This unique version of our Human brain model will be a millimeter scale Inorganic Brain equivalent of the organic nanotechnology based version described above (AjoChhand-Org). We tried to implement the unique features of AjoChhand artificial brain building using conventional circuit elements, resistor, capacitor, inductor OP-AMP etc.; however, it was not possible. The reason is that we do not require a simple memory-switch and non-linear features. In our AjoChhand-Bio Mod protocol, we need a processor that generates fractal and stores Fractal seeds.

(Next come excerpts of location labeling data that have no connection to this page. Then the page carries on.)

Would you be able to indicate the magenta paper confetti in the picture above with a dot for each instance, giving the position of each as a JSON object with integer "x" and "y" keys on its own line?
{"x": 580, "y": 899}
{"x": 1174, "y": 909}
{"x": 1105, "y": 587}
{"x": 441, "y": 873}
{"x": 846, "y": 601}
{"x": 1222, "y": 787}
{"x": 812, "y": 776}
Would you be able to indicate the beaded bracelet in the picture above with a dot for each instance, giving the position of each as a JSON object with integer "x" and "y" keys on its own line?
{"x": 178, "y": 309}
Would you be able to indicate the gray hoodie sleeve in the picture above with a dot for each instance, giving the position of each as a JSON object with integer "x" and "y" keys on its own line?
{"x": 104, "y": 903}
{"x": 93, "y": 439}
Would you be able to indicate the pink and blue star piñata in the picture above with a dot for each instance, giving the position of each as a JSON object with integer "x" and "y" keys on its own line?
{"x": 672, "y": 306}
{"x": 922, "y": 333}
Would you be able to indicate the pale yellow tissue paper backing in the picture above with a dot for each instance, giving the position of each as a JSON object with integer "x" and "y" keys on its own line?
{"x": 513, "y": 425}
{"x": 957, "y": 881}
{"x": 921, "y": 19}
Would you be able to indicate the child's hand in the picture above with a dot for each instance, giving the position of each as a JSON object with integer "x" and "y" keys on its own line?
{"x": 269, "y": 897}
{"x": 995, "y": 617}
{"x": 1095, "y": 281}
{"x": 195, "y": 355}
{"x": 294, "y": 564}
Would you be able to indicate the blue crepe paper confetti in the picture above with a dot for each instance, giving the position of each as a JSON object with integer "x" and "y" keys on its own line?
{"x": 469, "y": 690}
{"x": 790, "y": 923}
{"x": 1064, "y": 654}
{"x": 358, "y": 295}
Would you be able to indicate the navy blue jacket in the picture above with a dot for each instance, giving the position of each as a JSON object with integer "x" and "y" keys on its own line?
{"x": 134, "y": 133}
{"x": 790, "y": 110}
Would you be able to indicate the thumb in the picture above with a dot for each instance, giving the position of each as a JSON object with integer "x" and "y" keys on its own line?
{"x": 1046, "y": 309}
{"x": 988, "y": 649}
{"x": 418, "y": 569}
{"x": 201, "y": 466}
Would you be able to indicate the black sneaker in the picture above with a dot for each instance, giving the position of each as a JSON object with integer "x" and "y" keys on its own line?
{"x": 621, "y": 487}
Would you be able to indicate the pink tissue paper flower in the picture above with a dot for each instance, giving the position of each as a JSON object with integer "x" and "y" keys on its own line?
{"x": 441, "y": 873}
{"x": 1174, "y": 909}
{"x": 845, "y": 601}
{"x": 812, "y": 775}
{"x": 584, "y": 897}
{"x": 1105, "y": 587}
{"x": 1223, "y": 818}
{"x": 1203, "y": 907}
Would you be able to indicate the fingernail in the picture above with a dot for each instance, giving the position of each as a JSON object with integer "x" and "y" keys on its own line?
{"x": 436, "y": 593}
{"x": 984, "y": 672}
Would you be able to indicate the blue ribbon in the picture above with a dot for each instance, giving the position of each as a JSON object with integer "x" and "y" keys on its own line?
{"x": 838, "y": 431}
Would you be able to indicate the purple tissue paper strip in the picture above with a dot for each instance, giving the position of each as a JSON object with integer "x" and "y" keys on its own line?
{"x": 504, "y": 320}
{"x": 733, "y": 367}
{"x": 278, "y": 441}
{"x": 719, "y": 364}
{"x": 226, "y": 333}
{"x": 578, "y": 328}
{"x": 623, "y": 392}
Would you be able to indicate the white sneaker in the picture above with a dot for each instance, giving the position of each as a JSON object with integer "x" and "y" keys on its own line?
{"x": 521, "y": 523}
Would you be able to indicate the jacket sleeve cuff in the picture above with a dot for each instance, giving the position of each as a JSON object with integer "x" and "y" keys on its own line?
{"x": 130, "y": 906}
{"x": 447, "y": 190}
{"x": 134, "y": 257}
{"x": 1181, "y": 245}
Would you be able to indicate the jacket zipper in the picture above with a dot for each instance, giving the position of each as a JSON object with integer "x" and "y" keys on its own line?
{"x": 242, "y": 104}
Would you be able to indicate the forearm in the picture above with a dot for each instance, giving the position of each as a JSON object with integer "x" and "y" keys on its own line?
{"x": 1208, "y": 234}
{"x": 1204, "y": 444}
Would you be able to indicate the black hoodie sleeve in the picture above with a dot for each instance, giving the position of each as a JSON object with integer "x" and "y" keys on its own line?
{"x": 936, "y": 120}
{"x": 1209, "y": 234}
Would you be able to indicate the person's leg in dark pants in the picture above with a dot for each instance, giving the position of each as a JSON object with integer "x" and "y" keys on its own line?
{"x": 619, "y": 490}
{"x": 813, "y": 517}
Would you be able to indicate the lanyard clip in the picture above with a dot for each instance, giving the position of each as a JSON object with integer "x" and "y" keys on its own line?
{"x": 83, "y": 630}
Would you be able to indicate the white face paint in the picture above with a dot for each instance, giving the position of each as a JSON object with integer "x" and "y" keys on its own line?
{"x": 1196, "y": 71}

In addition, we have to keep in mind that we cannot use significant power in constructing neurons or other devices, if we do, then, integration of 100 billion devices would require megawatts of power supply, several power plants and that massive wiring are impossible to comprehend with a practical hardware geometry. Even if wiring is achieved, the power management would be extraordinary and the kind of evolving architecture we want to build, conventional power management schemes would be fatal to the formation of a chain of resonance band. Considering all critical limits, we find that we need to confine power expenditure of entire Human brain hardware within a few kilo-watts and, therefore, the power consumption in a single neuron equivalent device cannot be more than a few nano-watts or microwatts. Such a frequency-fractal processor device was never proposed before. We have to invent a fractal-processing device, for that purpose we start with the fourth circuit element, which is claimed to have been invented (as memristor) but we believe Leon O Chuas proposal in 1962 for the memristor as fourth circuit element is a wrong proposal [110]. Memristor is not a fourth circuit element, any device that cannot generate magnetic flux is not a fourth circuit element, also, Chua himself wrote in 1962 that all memristor properties could be derived using L, C and R, hence memristor is not a fundamental circuit element.
Therefore, we have devised a new class of fourth circuit element, which truly uses the basic features of a multiple resonance band oscillations just like the triplet resonance band we have described above while explaining our human brain model and using this giant sized electronic devices (giant compared to the size of our organic neuron) we will create a wire based electronic hardware of the entire brain model described above for the fractal model. Memristor is a known fourth circuit element, which has three versions, memristor, meminductor and memcapacitor [111]. We have created a completely new version of the fourth circuit element, which looks like an inductor but entire path is made of capacitors as shown in the Figure 23a. The helicity of the geometry is a robust concept, helical does not always mean to be a cylinder like spring. Some basic structures that we have explroed are shown in the Figure 23b. Since all properties of memristor, memcapacitor and meminductor could be derived using conventional circuit elements, we do not consider this as a fundamental element at all, in contrast no combination of elementary circuit elements could generate the electronic properties of our fourth circuit element, therefore, it is unique. We have filed a patent on this particular invention [112].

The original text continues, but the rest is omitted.